Government soil testing rules deny help to thousands of property owners

The Government’s current rules to fund testing for contamination rule out help for thousands of private property owners nationwide.

Auckland City Councillor Vern Walsh says the Ministry for the Environment’s (MfE’s) fund to pay for testing soils, possibly contaminated by past horticultural use, can only be used if

The properties are first put through a “high risk assessment”, sorting out whether they used to contain sheds for pesticides, for instance, and Even then the fund would contribute only 40 to 60 per cent of the cost

Mr Walsh, an Avondale-Roskill ward councillor who chaired a public meeting on the soils issue last night for the city, said today tens of thousands of properties nationwide were potentially on former horticultural sites.

So far nearly 5000 had been identified within Auckland City boundaries, 3000 in Waitakere, others in Hamilton and Tasman district. Thousands of school pupils and state house tenants were on former horticultural sites.

“The government has created this situation – by insisting local authorities identify areas formerly used for potentially contaminating activities like horticulture.

“Now local authorities nation wide are faced with the farce of spending millions doing more work to identify so-called high risk areas. It’s a nonsense to suggest 80 local authorities probe back through old photographs to try and find orchard sheds.
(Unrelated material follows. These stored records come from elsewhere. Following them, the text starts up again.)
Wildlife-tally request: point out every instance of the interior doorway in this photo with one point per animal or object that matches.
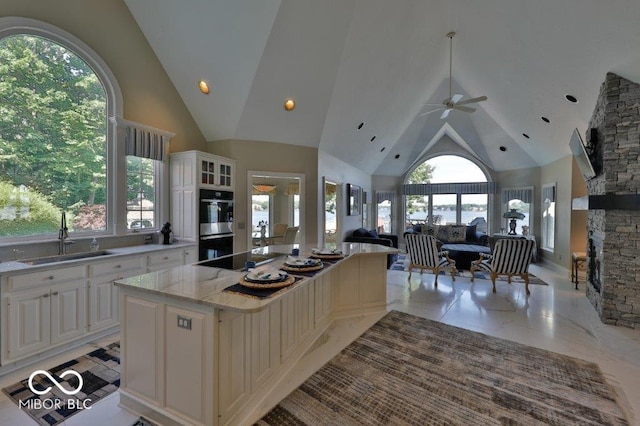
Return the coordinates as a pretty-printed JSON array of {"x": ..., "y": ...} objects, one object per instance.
[
  {"x": 332, "y": 205},
  {"x": 276, "y": 202}
]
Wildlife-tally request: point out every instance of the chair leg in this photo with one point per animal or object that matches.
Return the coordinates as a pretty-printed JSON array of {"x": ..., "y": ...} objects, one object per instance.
[{"x": 525, "y": 277}]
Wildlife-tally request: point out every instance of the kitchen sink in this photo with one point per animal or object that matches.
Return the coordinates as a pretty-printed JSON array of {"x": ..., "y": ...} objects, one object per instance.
[{"x": 64, "y": 257}]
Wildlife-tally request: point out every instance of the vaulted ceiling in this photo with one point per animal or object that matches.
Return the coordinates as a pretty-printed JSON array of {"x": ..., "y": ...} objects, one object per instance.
[{"x": 346, "y": 62}]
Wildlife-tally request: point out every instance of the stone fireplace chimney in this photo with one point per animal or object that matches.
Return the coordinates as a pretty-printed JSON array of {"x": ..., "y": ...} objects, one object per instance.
[{"x": 613, "y": 262}]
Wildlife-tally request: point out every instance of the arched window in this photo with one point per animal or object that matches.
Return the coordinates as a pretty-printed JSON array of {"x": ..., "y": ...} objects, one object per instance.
[
  {"x": 57, "y": 147},
  {"x": 447, "y": 189}
]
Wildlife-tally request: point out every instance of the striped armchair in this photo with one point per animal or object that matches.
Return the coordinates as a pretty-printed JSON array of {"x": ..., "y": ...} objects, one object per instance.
[
  {"x": 423, "y": 253},
  {"x": 510, "y": 257}
]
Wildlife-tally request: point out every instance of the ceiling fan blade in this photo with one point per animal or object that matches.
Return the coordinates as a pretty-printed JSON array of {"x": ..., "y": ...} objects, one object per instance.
[
  {"x": 473, "y": 100},
  {"x": 463, "y": 108},
  {"x": 429, "y": 112}
]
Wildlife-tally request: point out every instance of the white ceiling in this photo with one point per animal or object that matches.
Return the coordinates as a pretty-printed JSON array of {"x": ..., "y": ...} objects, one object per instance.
[{"x": 379, "y": 61}]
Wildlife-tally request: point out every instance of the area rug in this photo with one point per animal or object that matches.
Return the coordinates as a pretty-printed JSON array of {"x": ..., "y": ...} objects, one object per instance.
[
  {"x": 401, "y": 264},
  {"x": 413, "y": 371},
  {"x": 100, "y": 372}
]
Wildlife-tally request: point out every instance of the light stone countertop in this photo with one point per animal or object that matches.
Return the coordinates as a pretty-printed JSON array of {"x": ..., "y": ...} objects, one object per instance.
[
  {"x": 114, "y": 253},
  {"x": 204, "y": 285}
]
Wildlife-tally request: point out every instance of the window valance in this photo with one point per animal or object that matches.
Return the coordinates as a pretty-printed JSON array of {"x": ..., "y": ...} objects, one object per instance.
[
  {"x": 449, "y": 188},
  {"x": 292, "y": 189},
  {"x": 523, "y": 194},
  {"x": 385, "y": 196},
  {"x": 549, "y": 193},
  {"x": 144, "y": 141}
]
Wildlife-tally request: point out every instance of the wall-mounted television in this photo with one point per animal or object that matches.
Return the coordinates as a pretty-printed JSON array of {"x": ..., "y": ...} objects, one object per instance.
[{"x": 581, "y": 155}]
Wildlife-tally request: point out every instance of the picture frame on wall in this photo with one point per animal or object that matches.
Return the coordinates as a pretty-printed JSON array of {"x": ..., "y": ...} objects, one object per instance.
[
  {"x": 354, "y": 205},
  {"x": 365, "y": 218}
]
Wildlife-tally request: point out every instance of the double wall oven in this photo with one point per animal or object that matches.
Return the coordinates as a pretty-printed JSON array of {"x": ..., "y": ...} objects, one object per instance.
[{"x": 216, "y": 223}]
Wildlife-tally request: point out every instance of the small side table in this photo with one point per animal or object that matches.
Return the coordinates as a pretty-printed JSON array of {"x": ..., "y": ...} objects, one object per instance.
[{"x": 578, "y": 259}]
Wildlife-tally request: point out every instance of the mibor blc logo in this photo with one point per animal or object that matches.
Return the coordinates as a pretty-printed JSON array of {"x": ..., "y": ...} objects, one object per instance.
[
  {"x": 55, "y": 382},
  {"x": 55, "y": 403}
]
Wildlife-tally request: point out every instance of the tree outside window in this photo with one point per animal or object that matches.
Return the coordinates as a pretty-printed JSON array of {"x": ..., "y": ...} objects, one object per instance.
[{"x": 52, "y": 139}]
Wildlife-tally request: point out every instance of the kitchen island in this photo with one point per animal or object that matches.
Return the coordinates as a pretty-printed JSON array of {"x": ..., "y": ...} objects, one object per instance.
[{"x": 193, "y": 352}]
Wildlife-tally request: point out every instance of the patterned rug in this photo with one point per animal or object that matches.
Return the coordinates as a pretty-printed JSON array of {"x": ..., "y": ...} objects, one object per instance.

“What we need is a straight forward response – to get current property owners off the government’s hooked: The Government should pay for an agreed sampling programme to test soils on private properties. It’s awash with cash. It can’t ignore the real concern people have that they’re caught between a rock and a hard place – councils who have to identify past land use on LIMs, and the damage that might do to their property values. The Government needs to act urgently and sensibly on this issue.”